How Dungeons & Dragons, Third Edition can permit in the Forgotten Realms the epic feats Improved Spell Capacity (Dungeon Master's Guide 210) and Epic Spellcasting (Epic Level Handbook 55) despite that setting's ban on high-level spells due to Karsus's Folly is detailed in Lost Empires of Faerûn (2005) on Mystra’s Ban and Epic Magic:
All those who live by magic know that in ages long past, mages had access to spells of great power. In the aftermath of Netheril’s fall, however, Mystra banned certain high-level spells that she deemed too powerful for mortals to wield responsibly. Thus, current-day spellcasters no longer have access to true spells of 10th level and higher. Instead, access to epic magic comes via two feats—Improved Spellcasting Capacity and Epic Spellcasting—that function in very different ways.

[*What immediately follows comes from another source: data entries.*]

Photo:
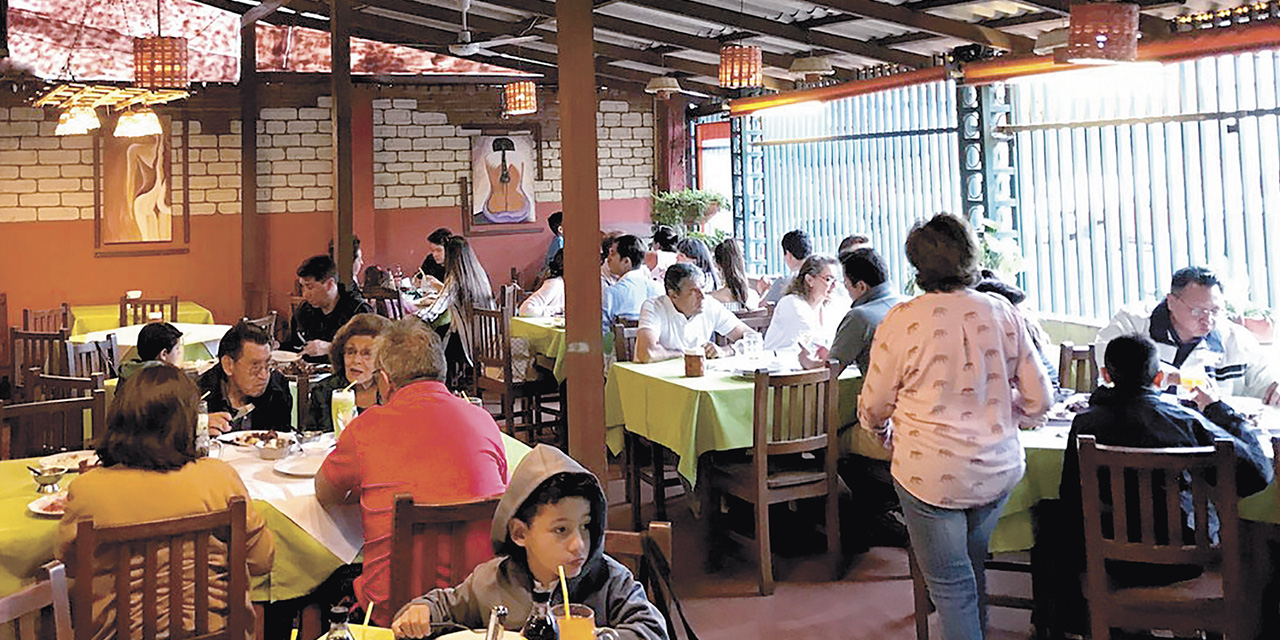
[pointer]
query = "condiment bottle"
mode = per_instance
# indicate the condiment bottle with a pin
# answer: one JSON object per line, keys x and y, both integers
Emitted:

The Improved Spellcasting Capacity feat grants spell slots above 9th, theoretically without limit. Before Mystra’s ban, powerful mages could fill these spell slots either with true spells of 10th level or higher, or with 9th-level or lower spells fortified by various metamagic feats. After Mystra’s ban, only the latter option remained available.
The Epic Spellcasting feat allows the development and casting of epic spells (spells requiring the use of the epic spell system presented in the Epic Level Handbook, cast through superior mastery of the Spellcraft skill). Mystra’s ban has never applied to epic spells, even those that duplicate the effects of 10th-level and higher spells developed before the fall of Netheril.
Epic spells did exist during the days of Netheril, but the Netherese largely abandoned their development after the discovery of the nether scrolls. During the age of Netheril, epic spells were largely the province of the Fair Folk and were thus almost exclusively associated with elven high magic. The Netherese, for their part, preferred to develop and use 10th-level and higher spells. (43)
Thus, because the feat Improved Spell Capacity doesn't allow casting true 10th-level or higher spells and only 9th-level and lower spells modified by metamagic feats, the feat's benefit doesn't violate the ban. (Even spells that have been modified by the epic feat Improved Heighten Spell (EL 58) don't technically make a spell an actual, brand new, unique spell of the new spell level even if the spell's effective spell level is increased to higher than 9th level.)
Further, to read between the lines, while 10th-level spells existed in Second Edition (the Wizard's Spell Compendium details them, for instance), epic spellcasting as a concept is unique to Third Edition, not existing when the ban was initially formulated (see this question), making it so it's only a minor retcon to say the ban never applied to epic spells in the first place.